# Perverting a contour integral

1. Mar 5, 2009

### ice109

so suppose i wanted to calculate the antiderivatives of $e^x\sin{x}$ and just for the hell of it also $e^x\cos{x}$. well i could perform integration by parts twice recognize that the original integral when it reappears, subtract from one side to the other blah blah blah.

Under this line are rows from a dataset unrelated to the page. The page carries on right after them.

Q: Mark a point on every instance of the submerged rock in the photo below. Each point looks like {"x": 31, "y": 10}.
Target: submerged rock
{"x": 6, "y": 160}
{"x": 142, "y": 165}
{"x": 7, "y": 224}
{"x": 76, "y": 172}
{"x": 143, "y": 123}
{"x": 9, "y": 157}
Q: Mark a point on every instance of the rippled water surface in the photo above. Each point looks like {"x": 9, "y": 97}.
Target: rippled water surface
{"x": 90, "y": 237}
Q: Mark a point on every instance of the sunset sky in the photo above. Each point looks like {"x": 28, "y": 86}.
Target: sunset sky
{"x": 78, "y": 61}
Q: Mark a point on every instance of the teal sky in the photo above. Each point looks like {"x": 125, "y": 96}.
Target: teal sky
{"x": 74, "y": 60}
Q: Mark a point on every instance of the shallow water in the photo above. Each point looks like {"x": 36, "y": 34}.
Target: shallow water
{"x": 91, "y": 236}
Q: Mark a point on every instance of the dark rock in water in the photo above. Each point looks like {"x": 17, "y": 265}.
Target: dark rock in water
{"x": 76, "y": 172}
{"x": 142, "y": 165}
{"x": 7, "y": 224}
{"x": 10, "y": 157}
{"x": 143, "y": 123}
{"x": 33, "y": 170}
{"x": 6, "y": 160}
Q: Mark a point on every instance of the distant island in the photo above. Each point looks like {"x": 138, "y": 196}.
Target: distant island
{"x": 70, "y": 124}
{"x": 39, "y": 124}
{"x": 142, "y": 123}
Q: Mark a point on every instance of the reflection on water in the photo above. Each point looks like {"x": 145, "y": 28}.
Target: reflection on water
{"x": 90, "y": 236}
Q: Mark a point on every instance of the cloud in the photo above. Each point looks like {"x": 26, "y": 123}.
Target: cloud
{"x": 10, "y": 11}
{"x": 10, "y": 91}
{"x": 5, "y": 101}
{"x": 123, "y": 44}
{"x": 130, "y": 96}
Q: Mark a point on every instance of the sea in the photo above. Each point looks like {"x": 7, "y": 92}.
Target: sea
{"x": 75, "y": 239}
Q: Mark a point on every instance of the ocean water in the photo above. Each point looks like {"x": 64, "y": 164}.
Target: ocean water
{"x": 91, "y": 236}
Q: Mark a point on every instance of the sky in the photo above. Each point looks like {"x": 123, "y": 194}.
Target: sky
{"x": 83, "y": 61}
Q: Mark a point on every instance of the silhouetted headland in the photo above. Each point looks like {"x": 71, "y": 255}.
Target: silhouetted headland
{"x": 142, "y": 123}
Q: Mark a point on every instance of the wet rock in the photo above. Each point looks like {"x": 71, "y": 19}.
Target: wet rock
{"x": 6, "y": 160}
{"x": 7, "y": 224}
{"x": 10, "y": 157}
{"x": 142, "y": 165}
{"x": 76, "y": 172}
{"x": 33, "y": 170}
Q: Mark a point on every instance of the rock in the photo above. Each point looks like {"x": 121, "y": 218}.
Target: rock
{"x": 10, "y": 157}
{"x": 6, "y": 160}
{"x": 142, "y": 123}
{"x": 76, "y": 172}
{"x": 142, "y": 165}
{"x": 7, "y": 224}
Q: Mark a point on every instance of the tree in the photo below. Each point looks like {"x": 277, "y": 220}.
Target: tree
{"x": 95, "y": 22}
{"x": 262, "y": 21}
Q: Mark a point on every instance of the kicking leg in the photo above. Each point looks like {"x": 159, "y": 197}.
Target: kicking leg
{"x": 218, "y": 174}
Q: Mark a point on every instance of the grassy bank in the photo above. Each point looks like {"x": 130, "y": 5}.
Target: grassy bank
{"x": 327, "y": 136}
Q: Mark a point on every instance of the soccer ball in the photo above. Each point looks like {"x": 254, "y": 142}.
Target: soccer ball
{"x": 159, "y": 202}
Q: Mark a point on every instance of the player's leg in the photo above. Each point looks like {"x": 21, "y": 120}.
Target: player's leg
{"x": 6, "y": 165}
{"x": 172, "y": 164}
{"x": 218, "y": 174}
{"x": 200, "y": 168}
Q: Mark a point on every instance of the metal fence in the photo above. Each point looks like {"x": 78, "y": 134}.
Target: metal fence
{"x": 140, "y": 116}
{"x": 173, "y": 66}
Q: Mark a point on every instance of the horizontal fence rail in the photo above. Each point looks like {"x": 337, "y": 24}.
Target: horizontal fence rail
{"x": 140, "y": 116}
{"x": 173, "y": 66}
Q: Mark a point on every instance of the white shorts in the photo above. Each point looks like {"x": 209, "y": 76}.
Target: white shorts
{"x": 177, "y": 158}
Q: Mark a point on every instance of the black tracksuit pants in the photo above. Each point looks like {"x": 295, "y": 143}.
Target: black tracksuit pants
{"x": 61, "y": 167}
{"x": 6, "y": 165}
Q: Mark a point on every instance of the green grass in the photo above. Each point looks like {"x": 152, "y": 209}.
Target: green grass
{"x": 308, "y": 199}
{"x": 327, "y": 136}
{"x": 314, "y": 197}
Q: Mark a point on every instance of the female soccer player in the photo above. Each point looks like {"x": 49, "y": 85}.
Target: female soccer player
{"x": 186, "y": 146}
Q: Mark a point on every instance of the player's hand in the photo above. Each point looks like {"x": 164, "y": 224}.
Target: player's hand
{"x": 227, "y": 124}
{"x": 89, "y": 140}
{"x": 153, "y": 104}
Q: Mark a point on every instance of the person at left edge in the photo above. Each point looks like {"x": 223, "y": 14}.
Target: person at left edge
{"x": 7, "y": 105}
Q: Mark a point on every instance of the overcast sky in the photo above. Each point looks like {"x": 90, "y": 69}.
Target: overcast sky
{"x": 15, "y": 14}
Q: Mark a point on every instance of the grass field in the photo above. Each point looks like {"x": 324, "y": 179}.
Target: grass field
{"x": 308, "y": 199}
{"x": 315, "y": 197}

or i could pervert a contour integral: i could integrate $e^z$ along the line in the $(1,i)$ direction:

$$e^{(1+i)x}=e^{x+ix}=e^x\cos{x}+ie^x\sin{x}$$

and leave off the limits

$$\int e^{(1+i)x}dx=\frac{1}{1+i}e^{(1+i)x}=\frac{1}{2}\left(e^x(\cos{x}+\sin{x})+ie^x(\sin{x}-\cos{x})\right)$$

and compare the real and imaginary parts of the integrand and the "antiderivative" and conclude:

$$\int e^x \cos{x} = \frac{1}{2}e^x(\cos{x}+\sin{x})$$
$$\int e^x \sin{x} = \frac{1}{2}e^x(\sin{x}-\cos{x})$$

which are of course the correct answers.

what i don't know is what an indefinite integral in the complex plane even is. i've only so far learned that i can use this "trick" to perform contour integrals <=> with end points, and then make conclusions about definite integrals of the real and imaginary parts of the integrand.

so how legit is this?

2. Mar 5, 2009

### lurflurf

That is convoluted.
let s be the antiderivative opperator
s*exp(x)cos(x)=Re[s*exp(x(1+i))]
s*exp(x)cos(x)=Im[s*exp(x(1+i))]
s*exp(x(1+i))=exp(x(1+i))/(1+i)

3. Mar 5, 2009

### ice109

and how do i know s commutes with Re and Im?

4. Mar 5, 2009

### HallsofIvy

Surly "perverted" is not the right word here!

5. Mar 5, 2009

### ice109

can one of you more knowledgeable people just tell me if this a legitimate technique?

6. Mar 5, 2009

### Ben Niehoff

It is legitimate for entire functions. There may be subtleties if a function has poles.

7. Mar 5, 2009

### dvs

A function f:R->C can be decomposed into its real and imaginary parts, say f=u+iv, where u=Re(f) and v=Im(f). The definition of the Riemann/Lebesgue integral of such a function is

$$\int f = \int u + i \int v.$$

The integrals $\int u$ and $\int v$ are just the usual real integrals.

Does this clear anything up for you?